Michigan Republican Rep. Fred Upton and Republican Sen. Lamar Alexander of Tennessee are part of the group leading the charge. Upton is chairman of the Energy and Commerce Committee’s Energy Subcommittee. Alexander is chairman of the Appropriations Committee’s Energy and Water Subcommittee, which oversees the Department of Energy’s budget.

Upton said he wants roughly $150 million for the project. President Donald Trump requested $120 million for Yucca in his most recent budget request for the Department of Energy.

“We’re pushing hard,” Upton said.

“We’ll see, we have another week to go,” Alexander said, holding out hope that he can yet get some funding in the spending package given that he has until next Friday. That is when stop-gap funding legislation, which was passed by Congress last week, expires.

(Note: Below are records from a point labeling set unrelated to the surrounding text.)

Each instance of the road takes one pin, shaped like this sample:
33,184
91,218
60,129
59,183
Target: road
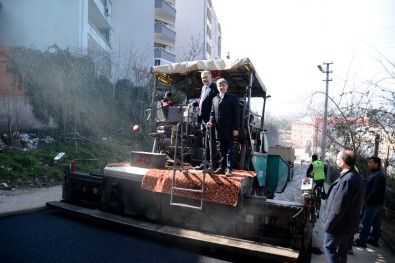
54,236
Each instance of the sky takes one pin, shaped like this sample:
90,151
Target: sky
287,39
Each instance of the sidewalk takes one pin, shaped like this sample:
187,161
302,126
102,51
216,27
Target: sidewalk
26,200
20,201
370,254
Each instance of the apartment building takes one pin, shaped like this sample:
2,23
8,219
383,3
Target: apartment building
165,33
198,31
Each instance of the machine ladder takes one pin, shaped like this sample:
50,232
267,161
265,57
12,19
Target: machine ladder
182,133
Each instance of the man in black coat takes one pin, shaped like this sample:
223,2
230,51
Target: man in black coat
374,202
343,207
209,91
225,118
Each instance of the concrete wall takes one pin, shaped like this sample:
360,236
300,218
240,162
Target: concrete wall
41,23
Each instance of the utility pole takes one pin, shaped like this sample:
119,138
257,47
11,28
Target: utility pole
323,145
376,145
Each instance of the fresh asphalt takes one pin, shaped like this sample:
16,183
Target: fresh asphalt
31,233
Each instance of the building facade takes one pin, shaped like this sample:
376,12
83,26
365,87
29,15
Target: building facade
198,31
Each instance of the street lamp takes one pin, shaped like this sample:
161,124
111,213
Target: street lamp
323,145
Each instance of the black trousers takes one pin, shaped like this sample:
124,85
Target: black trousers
210,138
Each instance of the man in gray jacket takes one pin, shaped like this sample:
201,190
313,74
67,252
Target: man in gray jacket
343,207
374,202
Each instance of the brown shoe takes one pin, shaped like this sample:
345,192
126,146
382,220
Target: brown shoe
220,171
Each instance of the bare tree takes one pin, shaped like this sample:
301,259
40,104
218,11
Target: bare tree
194,50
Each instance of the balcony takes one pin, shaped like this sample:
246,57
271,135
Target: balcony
165,12
164,35
100,19
161,53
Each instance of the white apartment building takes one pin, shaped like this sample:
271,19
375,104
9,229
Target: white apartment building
198,31
114,29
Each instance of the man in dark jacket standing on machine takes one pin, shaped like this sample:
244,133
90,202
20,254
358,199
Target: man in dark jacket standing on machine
343,207
225,118
209,91
374,202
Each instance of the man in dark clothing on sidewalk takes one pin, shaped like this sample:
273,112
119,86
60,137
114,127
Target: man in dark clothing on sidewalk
343,206
374,202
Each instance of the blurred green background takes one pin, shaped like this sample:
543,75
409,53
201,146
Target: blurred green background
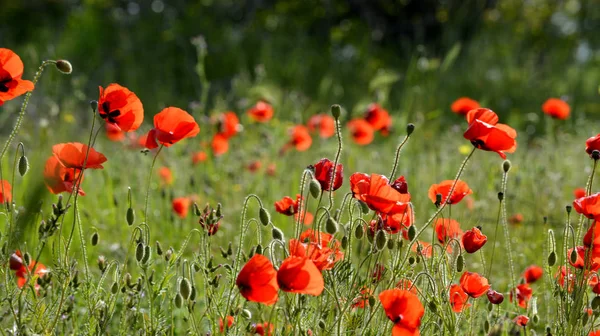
414,57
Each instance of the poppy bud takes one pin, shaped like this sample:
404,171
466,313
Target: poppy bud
264,216
359,232
380,240
336,111
506,166
178,300
185,288
277,234
65,67
331,226
460,263
158,248
315,188
552,259
95,238
412,232
114,288
23,165
130,216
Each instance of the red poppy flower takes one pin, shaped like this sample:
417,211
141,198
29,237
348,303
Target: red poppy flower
579,193
495,297
378,117
219,144
257,280
460,191
181,206
287,206
166,175
11,71
521,320
171,125
5,192
377,193
362,132
324,171
261,112
73,155
473,240
199,157
120,107
458,298
533,273
229,124
591,145
404,309
447,229
222,324
300,275
59,179
114,133
323,123
492,137
556,108
463,105
264,329
474,284
588,206
299,139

The effort comes after Rep. John Shimkus spearheaded the passage earlier this year of legislation that would move the project forward. The measure passed the House in May, 340 to 72, with support from both Democrats and Republicans. Prior to that, the measure was approved by the House Energy and Commerce Committee with a bipartisan 49-to-4 vote.

Alexander has been trying to rally support from California Democratic Sen. Dianne Feinstein, who is the ranking member of the Appropriations Committee’s Energy and Water Subcommittee. But Feinstein decided against cooperating after consulting Sen. Catherine Cortez Masto and Sen.-elect Jacky Rosen, who both oppose the project.

“I have talked with him,” Feinstein said of Alexander when asked about the matter. “I am also in conversations with the two senators from Nevada. My view is, quite simply stated, that you have to have the support of both senators to move forward with anything.”

“I don’t have strong personal views either way, but I recognize the constituents [in Nevada] and I think until we are able to move the representatives from the state [on the issue], it’s very difficult to move ahead,” she continued.

Upton countered that construction of a nuclear-waste repository at Yucca Mountain had strong bipartisan support. “I know what the Nevada position is, but we had over 300 votes in the House,” he said

Cortez Masto dismissed the run at Yucca funding, noting that there are similar efforts whenever federal spending laws are being written. To date, five of the 12 annual appropriations bills have been signed into law, but seven remain unfinished. She also cited an agreement with Senate Democratic Leader Chuck Schumer to oppose the project.

“Every time appropriations roll around, there’s always an effort to revive Yucca,” Cortez Masto said. “I’ve secured a commitment from Leader Schumer, and continue to work with my colleagues, to ensure that Yucca Mountain will not be funded. I’ll keep fighting to prevent it from being included in future appropriations bills.”

Rosen also reiterated her antipathy to the Yucca Mountain repository.

"I remain steadfast in my opposition against any effort to revive Yucca Mountain,” she said in a statement provided by her office. “I will continue to fight every day to prevent this dangerous and costly project from moving forward."

Word of the Yucca funding effort has also reached Nevada. It came up in a meeting on Wednesday of the Commission on Nuclear Projects. Robert Halstead, executive director of the Nevada Agency for Nuclear Projects, told the commission he believes Shimkus and Upton want about $60 million for Yucca — and that it is an effort to keep the project alive heading into the next two-year legislative period, which begins in January.

“This is all just symbolic,” Halstead said, though intends to stay vigilant.

Supporters of the project point to the need for Congress to address the storage of nuclear waste, which is being kept in 129 locations in 39 states.

Opponents argue that it is too dangerous to ship around the nation and that it should be sent to a state that agrees to store it. Nevada has not agreed. All but one member of the delegation opposes the project: Republican Rep. Mark Amodei is the one outlier who believes funding to study the viability and safety of the project should continue.

Republican Gov. Brian Sandoval opposes the project. Under his administration, the state has raised 218 challenges about the project with the Nuclear Regulatory Commission, including  concerns about contamination of groundwater as well as dormant volcanoes located to the west of the site that critics say could pose a threat should they become active. Gov.-elect Steve Sisolak also opposes the Yucca Mountain repository.

Congress settled on the Yucca Mountain site, about 100 miles northwest of Las Vegas, as the location for the nation’s nuclear waste repository in legislation passed in 1987. At the time, the state’s delegation did not have the seniority to prevent legislation from being enacted.

But after former Senate Majority Leader Harry Reid ascended the Democratic leadership ranks in the chamber, he fought to keep the project from being funded, including winning over President Barack Obama, who did not include funding for Yucca in any of his budgets.